Cheney and Rudman praised Reagan for a degree of cooperation rare in confrontations with Congress. Reagan waived executive privilege and turned over excerpts from his personal diaries to the committees. Republicans also applauded Reagan's changes in NSC staff, procedures and prerogatives.
"To the extent that corrective action was required, the President took it - unilaterally - before our committees had taken a word of public testimony," said Cheney.
But even Cheney joined in condemning the Iran arms deals. "President Reagan has enjoyed many successes during his more than six years in office," said Cheney. "Clearly, this is not one of them."

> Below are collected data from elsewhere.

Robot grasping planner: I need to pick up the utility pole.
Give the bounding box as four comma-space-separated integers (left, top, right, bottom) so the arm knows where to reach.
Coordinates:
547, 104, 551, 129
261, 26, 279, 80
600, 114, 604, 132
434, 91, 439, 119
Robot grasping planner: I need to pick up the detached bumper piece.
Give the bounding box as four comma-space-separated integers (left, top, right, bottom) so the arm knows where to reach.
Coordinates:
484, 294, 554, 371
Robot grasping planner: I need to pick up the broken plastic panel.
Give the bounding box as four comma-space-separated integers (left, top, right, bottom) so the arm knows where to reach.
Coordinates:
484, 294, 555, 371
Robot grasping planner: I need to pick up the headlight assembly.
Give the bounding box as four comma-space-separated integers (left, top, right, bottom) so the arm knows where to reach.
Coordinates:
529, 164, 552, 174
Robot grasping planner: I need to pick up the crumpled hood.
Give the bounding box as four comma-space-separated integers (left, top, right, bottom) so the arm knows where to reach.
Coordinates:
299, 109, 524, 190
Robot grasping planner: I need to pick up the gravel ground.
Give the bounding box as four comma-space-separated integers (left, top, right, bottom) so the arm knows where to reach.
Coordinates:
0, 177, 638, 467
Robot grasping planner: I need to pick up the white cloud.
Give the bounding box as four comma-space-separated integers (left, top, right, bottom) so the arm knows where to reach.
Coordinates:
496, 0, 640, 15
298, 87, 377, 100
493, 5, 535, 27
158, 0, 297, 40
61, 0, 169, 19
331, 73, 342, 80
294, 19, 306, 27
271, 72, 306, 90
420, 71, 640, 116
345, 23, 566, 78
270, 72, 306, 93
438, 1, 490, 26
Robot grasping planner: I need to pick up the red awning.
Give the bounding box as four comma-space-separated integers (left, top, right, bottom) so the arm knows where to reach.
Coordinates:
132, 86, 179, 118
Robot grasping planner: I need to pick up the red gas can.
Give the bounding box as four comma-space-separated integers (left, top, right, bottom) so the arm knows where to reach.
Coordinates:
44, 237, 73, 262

Cheney also said he saw the Iran-contra affair as "just the latest chapter in an unfinished book about the conduct of U.S. foreign policy." But the other leaders termed it a fundamental breach of trust between the executive and Congress, the sort that democracy cannot tolerate.
"Shortcuts in the democratic process, excessive secrecy in the conduct of government are a sure road to policy failure," said Hamilton. "Policies formed under democratic scrutiny are better than policies formed without it."
The lawmakers spoke after the final witness, Weinberger, said "the interests of the United States were damaged overall" by Reagan's decision to sell arms secretly to Iran. Earlier, Weinberger was asked about an Inquirer Washington Bureau report, published on July 26, which stated that U.S. military personnel supporting sabotage missions had fired on Nicaraguan defenders on two occasions in 1984.
Weinberger dismissed the report as "totally untrue." But in response to questions by Sen. Sam Nunn (D., Ga.), Weinberger said he had not read the article. The story detailed examples of covert military operations directed by the White House and used since the earliest days of the Reagan administration to combat terrorists and perform other covert missions out of view of the Pentagon, CIA and Congress.
The committees are to meet today in closed session to hear testimony from three CIA officials. Declassified transcripts of the proceedings will probably be released later this week. The committees' final reports are not due until October.